Can I have a moth on my finger, please?




Almost a month has gone by since I last set the moth trap, but I couldn't resist the question which forms the headline to today's post. Penny and my little granddaughter came for Easter with her Mum and Dad and they were preceded by an email saying: "Emily is keen to see the moths." When they arrived, she duly popped the question.



The moths obliged, most winningly in the form of the Oak Beauty, above, which agreed to be transferred from my pudgy finger to Emily's delicate one before waking up and fluttering off, initially into a spider's web. Extricating it from this was a lesson in the effectiveness of the fibre's sticky, binding nature. I am not especially keen on spiders but their spinning is a marvel of the natural world, like the silk produced by moths for cocoons.



My retirement hobby of guerrilla knitting has made me extra interested in this subject, coupled with a Yorkshire background which has given me a lifelong interest in wool. I admit that I was bored almost to death and, so far as I can recall, actually to tears by a youthful, two-hour tour of the Wool Industry Research laboratories in Leeds. But I have enjoyed learning much since, including the close co-operation between Leeds University scientists on the trail of DNA in the 1930s and local hairdressers specialising in perms, a treatment which alters the DNA-related structure of hair (please forgive my amateur handling of scientific terms, but you can read more about this fascinating episode here).
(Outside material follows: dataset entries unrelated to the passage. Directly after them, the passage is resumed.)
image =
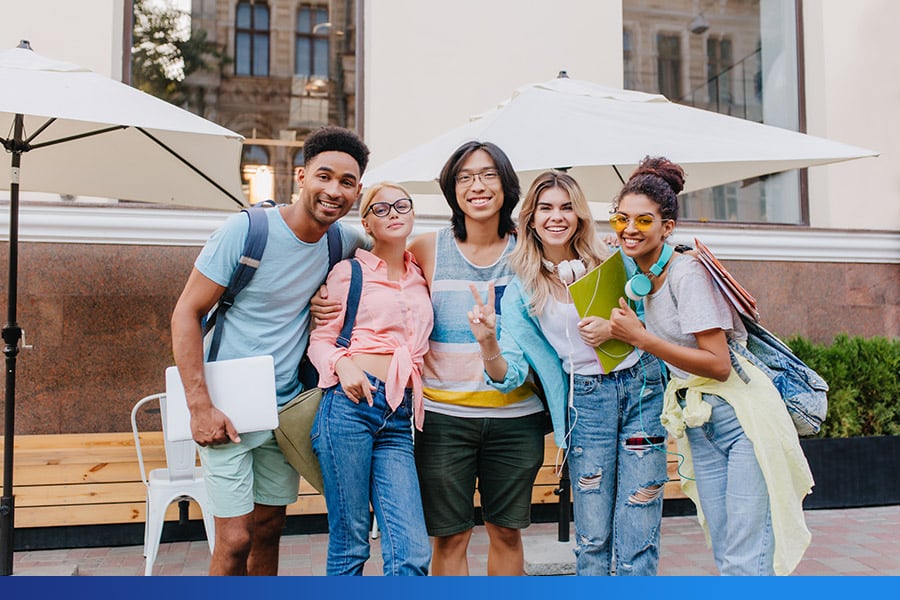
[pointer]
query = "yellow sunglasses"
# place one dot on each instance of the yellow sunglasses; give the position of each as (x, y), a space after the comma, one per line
(642, 223)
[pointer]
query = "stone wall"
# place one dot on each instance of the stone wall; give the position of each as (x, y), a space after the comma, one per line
(98, 317)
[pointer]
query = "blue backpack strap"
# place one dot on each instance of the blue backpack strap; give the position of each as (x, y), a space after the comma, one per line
(254, 246)
(353, 296)
(335, 246)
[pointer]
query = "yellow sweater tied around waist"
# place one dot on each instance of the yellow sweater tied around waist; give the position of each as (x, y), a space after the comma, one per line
(765, 420)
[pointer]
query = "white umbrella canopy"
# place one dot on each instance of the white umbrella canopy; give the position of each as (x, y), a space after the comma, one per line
(71, 131)
(201, 167)
(600, 133)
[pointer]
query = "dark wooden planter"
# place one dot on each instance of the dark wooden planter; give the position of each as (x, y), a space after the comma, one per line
(851, 472)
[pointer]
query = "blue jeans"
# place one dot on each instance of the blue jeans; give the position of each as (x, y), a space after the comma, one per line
(617, 463)
(366, 455)
(733, 493)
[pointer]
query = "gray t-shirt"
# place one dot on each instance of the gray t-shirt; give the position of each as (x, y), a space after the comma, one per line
(701, 306)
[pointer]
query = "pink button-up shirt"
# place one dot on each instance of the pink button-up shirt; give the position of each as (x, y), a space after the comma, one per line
(394, 317)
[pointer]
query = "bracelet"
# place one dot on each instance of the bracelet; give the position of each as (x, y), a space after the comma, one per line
(490, 358)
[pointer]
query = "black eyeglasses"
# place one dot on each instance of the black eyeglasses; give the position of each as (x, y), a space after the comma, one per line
(487, 177)
(383, 209)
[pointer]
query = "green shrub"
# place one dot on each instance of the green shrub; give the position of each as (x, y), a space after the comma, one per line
(863, 377)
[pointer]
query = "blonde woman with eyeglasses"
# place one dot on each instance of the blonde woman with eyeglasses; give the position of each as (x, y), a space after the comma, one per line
(373, 396)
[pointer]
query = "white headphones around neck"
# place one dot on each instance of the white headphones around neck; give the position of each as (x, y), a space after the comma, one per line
(640, 285)
(567, 270)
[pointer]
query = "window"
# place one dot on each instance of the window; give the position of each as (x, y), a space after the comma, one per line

Back to the moths. The eggboxes, and in due course Emily's finger, also played host to a Common Quaker, a Crambid micro moth which I must check out later and what I think is a Dark Chestnut, shown in order in today's pics.  Update: No, it's a Clouded Drab - very many thanks for speedy advice from Ben Sale in Comments. Further update: I have now checked on my supposed Crambid and realised that it's actually a macro - the March Moth, which has come at an appropriate time of the year, unlike some other species named after months (eg the August Thorn and December Moth) which have a habit of arriving early or late. The March Moth is one of a number of UK moths whose females are flightless and spend their lives scuttling up and down tree trunks. Let's hope that evolution eventually gets them a better deal.

2 comments:

Bennyboymothman said...

Hi Martin.
Hope you had a good Easter.

Nearly back in the saddle as we approach Summer.

That be a Clouded Drab at the bottom.

Cheers
Ben

Martin Wainwright said...

Ben that's marvellously quick work - and very good to hear from you. I'm hoping to be in action regularly soon - just the small matter of a second grandchild due tomorrow....

Thanks so much re the Clouded Drab. Alas, I am now certain that I will never master these small brown moths. Your help is so much appreciated.